È abbastanza tollerante nei confronti del pH, pur prediligendo valori intorno a 6,5; non presenta particolari problemi per quanto riguarda la salinità. Migliora il terreno per gli abbondanti residui colturali (radici, foglie e steli) che, se ben interrati, assicurano un buon apporto di sostanza organica umificata.
Nelle regioni asciutte del Centro e Nord Italia la Colza può essere avvicendata al Frumento. Consegue ottimi risultati dopo leguminose pratensi o da granella mentre non risulta conveniente la successione a sé stesso o il suo ritorno in tempi brevi sul medesimo terreno, soprattutto quando si verificano attacchi di Phoma lingam.
Per quanto riguarda le modalità di concimazione è importante dosare attentamente l'azoto per evitare fenomeni di allettamento (vedi oltre).

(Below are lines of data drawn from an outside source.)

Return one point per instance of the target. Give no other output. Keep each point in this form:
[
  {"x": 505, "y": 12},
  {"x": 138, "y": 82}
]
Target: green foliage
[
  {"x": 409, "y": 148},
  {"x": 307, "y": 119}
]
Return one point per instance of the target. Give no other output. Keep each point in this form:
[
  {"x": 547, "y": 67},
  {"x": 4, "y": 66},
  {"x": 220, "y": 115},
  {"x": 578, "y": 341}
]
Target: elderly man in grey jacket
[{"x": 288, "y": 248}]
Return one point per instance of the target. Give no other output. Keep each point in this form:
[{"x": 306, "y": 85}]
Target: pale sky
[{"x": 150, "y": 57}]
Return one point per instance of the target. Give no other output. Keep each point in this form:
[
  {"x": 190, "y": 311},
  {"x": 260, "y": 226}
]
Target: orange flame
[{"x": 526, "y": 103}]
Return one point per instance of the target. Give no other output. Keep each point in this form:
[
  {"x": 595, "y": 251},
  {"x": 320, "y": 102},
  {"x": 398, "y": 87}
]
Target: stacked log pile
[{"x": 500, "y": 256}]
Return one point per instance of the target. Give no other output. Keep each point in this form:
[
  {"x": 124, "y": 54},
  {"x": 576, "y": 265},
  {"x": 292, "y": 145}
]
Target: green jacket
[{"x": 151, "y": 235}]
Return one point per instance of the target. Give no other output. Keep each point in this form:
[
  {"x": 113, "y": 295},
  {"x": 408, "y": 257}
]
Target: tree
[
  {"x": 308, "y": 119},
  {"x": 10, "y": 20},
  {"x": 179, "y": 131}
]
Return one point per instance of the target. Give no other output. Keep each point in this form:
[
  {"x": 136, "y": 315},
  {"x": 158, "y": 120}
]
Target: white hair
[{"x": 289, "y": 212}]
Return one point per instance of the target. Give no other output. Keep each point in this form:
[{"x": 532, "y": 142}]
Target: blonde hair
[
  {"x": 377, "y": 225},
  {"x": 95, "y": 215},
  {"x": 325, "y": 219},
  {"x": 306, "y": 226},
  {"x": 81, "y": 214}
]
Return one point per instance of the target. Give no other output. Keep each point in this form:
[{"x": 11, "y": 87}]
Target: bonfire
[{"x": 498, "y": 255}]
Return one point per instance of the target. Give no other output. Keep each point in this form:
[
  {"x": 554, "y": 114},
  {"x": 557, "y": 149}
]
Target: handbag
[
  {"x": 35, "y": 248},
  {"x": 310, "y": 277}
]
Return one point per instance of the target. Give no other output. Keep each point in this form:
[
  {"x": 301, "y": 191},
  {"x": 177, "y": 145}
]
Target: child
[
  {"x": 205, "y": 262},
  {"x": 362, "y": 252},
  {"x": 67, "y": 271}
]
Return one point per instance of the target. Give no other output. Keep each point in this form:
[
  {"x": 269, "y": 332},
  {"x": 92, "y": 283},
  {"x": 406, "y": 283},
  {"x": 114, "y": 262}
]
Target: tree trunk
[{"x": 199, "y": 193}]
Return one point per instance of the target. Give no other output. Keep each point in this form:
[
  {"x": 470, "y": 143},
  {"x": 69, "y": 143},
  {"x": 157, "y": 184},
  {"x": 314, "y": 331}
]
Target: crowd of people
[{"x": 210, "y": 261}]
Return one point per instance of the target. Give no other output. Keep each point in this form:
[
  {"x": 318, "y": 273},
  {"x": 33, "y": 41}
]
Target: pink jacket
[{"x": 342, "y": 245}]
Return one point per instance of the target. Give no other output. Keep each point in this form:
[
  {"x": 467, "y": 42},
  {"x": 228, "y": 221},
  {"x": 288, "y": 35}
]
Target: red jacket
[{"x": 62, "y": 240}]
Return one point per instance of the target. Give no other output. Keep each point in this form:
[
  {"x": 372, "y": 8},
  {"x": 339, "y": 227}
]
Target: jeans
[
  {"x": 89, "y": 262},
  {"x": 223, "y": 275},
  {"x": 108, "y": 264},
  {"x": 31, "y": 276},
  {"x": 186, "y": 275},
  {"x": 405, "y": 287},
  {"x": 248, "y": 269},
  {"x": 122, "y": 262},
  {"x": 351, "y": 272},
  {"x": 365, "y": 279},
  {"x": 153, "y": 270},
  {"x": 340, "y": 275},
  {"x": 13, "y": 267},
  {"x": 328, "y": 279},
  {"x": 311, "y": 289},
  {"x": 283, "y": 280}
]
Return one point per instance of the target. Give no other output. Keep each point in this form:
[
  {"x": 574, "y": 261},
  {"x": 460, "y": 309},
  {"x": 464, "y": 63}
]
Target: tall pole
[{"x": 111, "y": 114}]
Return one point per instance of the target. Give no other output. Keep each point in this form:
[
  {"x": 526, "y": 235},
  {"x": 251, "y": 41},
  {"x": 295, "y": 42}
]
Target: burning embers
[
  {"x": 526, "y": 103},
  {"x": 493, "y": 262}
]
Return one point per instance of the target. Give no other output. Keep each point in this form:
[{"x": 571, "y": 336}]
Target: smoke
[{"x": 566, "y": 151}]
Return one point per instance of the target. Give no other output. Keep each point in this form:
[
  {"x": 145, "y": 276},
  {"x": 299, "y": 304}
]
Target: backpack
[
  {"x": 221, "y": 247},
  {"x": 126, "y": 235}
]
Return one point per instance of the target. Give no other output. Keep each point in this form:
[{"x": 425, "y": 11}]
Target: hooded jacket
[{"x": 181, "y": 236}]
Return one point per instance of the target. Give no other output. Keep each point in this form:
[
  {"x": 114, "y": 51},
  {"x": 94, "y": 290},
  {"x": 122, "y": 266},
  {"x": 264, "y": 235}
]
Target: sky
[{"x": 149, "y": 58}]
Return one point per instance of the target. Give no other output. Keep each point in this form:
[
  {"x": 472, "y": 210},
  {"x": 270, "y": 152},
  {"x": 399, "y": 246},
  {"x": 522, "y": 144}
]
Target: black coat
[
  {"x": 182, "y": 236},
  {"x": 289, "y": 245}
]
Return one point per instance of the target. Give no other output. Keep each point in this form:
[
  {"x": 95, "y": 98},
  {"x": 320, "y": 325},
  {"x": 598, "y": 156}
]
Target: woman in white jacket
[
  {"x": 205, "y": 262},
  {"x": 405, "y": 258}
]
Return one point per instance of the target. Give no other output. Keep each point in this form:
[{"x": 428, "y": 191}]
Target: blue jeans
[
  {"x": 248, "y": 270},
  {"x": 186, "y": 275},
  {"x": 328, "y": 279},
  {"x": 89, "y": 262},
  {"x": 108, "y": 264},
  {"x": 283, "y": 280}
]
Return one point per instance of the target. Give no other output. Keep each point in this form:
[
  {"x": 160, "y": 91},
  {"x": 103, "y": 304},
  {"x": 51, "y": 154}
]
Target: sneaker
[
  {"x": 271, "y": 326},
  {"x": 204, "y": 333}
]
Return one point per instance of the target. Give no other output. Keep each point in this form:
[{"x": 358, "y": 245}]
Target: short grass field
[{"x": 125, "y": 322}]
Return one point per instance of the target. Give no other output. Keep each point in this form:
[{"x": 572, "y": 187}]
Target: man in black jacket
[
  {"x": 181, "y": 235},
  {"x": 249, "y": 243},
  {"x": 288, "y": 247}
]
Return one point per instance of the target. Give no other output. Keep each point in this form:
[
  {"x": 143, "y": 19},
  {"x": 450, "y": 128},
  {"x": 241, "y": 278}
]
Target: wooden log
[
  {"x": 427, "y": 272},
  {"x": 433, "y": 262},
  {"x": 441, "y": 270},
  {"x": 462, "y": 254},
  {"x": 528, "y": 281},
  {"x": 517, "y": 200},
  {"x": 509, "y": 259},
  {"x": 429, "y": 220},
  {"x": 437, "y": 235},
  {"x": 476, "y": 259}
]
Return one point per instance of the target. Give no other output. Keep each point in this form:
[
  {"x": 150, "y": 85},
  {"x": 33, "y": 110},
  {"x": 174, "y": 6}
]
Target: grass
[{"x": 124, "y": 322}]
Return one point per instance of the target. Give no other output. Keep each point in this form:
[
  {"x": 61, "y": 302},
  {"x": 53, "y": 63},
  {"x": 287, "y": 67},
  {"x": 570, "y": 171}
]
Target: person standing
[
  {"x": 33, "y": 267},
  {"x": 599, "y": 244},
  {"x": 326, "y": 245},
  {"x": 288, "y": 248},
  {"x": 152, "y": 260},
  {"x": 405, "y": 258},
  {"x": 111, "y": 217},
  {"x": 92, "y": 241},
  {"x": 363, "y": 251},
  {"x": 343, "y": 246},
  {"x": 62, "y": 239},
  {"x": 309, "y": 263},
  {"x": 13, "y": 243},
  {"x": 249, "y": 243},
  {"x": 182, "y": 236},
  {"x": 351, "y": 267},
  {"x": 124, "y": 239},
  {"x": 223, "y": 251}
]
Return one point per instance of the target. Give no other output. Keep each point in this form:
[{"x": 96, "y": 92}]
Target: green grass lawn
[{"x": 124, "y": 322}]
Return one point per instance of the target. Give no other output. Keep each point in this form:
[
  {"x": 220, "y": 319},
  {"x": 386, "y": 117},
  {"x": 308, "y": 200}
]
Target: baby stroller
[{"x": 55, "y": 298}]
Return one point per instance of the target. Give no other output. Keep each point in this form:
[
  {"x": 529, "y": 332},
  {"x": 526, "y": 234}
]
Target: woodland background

La Colza è molto sensibile, specialmente nei primi stadi del suo ciclo, all'azione negativa delle malerbe (vedi oltre).
Syntaxon (syntaxa) di riferimento:
Life-strategy (sensu Grime & Co.):
Stress tolleranti (S).
IUCN:
N.A..
Farmacopea:
la Colza, per i principi solforati che contiene allo stato naturale, può esercitare, sebbene in grado meno accentuato della Senape nera (Brassica nigra (L.) Koch), un’azione stimolante che si perde, però, in gran parte con la cottura.
Avversità: le avversità più dannose cui va incontro la Colza in coltivazione, sono le micosi che provocano le necrosi del colletto (Phoma lingam) e il seccume delle foglie provocato da Alternaria brassicae presente in semi contaminati, residui colturali, crucifere spontanee; interessa tutto il ciclo vegetativo della coltura e si manifesta con tacche nere sulle foglie, sui fusti e sulle silique; può provocare la morte delle giovani plantule. Altri patogeni che possono provocare danni alla coltura sono la Sclerotinia sclerotiorum e la Peronospora brassicae.

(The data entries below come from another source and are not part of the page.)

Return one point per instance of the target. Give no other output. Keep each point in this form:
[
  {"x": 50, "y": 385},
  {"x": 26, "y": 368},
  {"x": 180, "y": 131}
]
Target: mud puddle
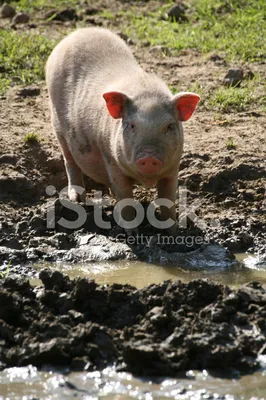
[
  {"x": 140, "y": 274},
  {"x": 29, "y": 383}
]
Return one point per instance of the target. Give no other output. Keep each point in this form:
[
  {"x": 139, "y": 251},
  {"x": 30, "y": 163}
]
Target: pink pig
[{"x": 115, "y": 123}]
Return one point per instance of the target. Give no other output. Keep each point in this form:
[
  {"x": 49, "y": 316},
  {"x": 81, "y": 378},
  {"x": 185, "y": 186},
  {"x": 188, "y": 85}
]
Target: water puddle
[
  {"x": 28, "y": 383},
  {"x": 140, "y": 274}
]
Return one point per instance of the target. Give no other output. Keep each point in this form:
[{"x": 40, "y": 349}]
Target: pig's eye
[
  {"x": 130, "y": 125},
  {"x": 170, "y": 128}
]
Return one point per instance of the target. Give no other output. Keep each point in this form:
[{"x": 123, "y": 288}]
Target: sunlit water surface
[{"x": 27, "y": 383}]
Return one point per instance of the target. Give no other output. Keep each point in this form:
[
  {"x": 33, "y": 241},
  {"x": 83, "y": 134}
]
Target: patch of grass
[
  {"x": 230, "y": 144},
  {"x": 107, "y": 14},
  {"x": 31, "y": 5},
  {"x": 22, "y": 57},
  {"x": 31, "y": 138},
  {"x": 231, "y": 99},
  {"x": 5, "y": 274},
  {"x": 236, "y": 28}
]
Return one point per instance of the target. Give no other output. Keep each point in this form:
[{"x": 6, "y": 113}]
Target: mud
[{"x": 170, "y": 327}]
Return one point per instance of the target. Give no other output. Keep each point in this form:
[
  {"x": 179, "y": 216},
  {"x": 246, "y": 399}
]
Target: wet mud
[{"x": 171, "y": 327}]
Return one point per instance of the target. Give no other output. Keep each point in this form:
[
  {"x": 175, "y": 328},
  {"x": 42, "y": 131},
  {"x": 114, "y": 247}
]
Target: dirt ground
[{"x": 171, "y": 327}]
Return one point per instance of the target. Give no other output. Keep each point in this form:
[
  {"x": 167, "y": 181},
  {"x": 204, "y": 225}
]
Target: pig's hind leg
[{"x": 76, "y": 187}]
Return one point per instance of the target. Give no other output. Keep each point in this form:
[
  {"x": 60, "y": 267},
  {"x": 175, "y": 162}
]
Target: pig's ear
[
  {"x": 185, "y": 103},
  {"x": 115, "y": 102}
]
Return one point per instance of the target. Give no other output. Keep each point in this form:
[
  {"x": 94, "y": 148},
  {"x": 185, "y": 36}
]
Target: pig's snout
[{"x": 149, "y": 165}]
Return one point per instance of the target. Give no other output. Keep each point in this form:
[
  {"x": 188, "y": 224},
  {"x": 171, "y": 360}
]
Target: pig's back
[{"x": 91, "y": 56}]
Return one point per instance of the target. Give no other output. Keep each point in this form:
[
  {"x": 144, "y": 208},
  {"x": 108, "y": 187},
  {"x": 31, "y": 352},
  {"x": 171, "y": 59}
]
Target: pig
[{"x": 115, "y": 122}]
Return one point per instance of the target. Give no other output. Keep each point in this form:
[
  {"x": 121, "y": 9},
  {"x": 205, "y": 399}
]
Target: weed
[
  {"x": 237, "y": 30},
  {"x": 230, "y": 144},
  {"x": 5, "y": 274},
  {"x": 22, "y": 57},
  {"x": 231, "y": 99}
]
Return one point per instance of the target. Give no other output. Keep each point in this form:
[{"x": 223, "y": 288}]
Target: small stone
[
  {"x": 20, "y": 18},
  {"x": 29, "y": 91},
  {"x": 177, "y": 13},
  {"x": 21, "y": 227},
  {"x": 91, "y": 11},
  {"x": 7, "y": 11},
  {"x": 160, "y": 50},
  {"x": 11, "y": 159},
  {"x": 234, "y": 77},
  {"x": 69, "y": 14}
]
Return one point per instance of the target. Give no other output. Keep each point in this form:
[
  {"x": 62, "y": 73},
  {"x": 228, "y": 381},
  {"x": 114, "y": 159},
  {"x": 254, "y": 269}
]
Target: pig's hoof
[
  {"x": 74, "y": 196},
  {"x": 132, "y": 232}
]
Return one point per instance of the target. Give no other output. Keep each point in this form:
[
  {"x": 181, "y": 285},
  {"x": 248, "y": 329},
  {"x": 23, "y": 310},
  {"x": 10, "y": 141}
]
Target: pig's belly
[{"x": 92, "y": 165}]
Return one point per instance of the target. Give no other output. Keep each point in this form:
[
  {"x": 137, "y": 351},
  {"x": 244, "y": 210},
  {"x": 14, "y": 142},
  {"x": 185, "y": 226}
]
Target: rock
[
  {"x": 7, "y": 11},
  {"x": 12, "y": 255},
  {"x": 20, "y": 18},
  {"x": 8, "y": 159},
  {"x": 177, "y": 13},
  {"x": 91, "y": 10},
  {"x": 55, "y": 163},
  {"x": 160, "y": 50},
  {"x": 21, "y": 227},
  {"x": 69, "y": 14},
  {"x": 99, "y": 248},
  {"x": 12, "y": 243},
  {"x": 234, "y": 77},
  {"x": 29, "y": 91}
]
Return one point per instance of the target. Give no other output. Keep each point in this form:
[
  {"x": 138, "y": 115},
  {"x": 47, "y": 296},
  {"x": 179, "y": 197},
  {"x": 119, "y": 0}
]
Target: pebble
[
  {"x": 7, "y": 11},
  {"x": 234, "y": 77}
]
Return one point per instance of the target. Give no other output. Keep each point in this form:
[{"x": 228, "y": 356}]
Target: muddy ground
[
  {"x": 173, "y": 326},
  {"x": 230, "y": 182}
]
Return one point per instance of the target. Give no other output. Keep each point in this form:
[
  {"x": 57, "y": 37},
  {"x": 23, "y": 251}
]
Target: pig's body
[{"x": 115, "y": 123}]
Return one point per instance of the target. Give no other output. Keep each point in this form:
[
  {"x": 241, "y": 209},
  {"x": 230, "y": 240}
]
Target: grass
[
  {"x": 22, "y": 57},
  {"x": 230, "y": 144},
  {"x": 236, "y": 28},
  {"x": 231, "y": 99},
  {"x": 5, "y": 274},
  {"x": 31, "y": 138}
]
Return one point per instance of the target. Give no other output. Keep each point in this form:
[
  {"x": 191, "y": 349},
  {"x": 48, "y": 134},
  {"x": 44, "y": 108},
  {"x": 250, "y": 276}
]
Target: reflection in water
[
  {"x": 140, "y": 274},
  {"x": 28, "y": 383}
]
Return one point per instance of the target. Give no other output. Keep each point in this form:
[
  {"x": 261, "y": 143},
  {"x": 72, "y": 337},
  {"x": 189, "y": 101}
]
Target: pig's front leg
[
  {"x": 122, "y": 189},
  {"x": 167, "y": 190},
  {"x": 74, "y": 174}
]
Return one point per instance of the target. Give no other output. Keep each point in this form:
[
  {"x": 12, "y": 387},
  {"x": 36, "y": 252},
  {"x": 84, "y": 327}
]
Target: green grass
[
  {"x": 231, "y": 99},
  {"x": 238, "y": 30},
  {"x": 5, "y": 274},
  {"x": 22, "y": 57},
  {"x": 230, "y": 144},
  {"x": 234, "y": 28},
  {"x": 31, "y": 138}
]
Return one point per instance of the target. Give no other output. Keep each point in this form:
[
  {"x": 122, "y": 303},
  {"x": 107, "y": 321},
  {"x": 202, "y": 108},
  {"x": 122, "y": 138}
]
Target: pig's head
[{"x": 150, "y": 142}]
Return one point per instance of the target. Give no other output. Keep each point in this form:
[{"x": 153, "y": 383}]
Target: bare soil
[{"x": 170, "y": 327}]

Tra gli insetti che provocano danni alla pianta sono da elencare i fitofagi tra i quali figurano diversi coleotteri. La
Psylliodes chrysocephala è particolarmente dannosa dallo stadio di emergenza fino alla levata. L'adulto provoca erosioni di 1-2 mm su cotiledoni, foglie e alla base del fusto in autunno; le larve attaccano la pianta al momento della levata, minando gli steli fino a distruggere la gemma terminale. Il Meligete della Colza (Meligethes aeneus) compare nel mese di marzo. L'adulto divora i bottoni fiorali per nutrirsi del polline, le larve attaccano le gemme. Il Punteruolo dell’apice (Ceuthorrhynchus picitarsis) e il Punteruolo delle silique (Ceuthorrhynchus assimilis) sono particolarmente pericolosi per i danni che possono arrecare a foglie, bottoni fiorali e giovani silique. Danni rilevanti possono essere imputabili anche alla Mosca del Cavolo (Hylemyia brassicae) e alla Cecidomia delle silique (Dasyneura brassicae).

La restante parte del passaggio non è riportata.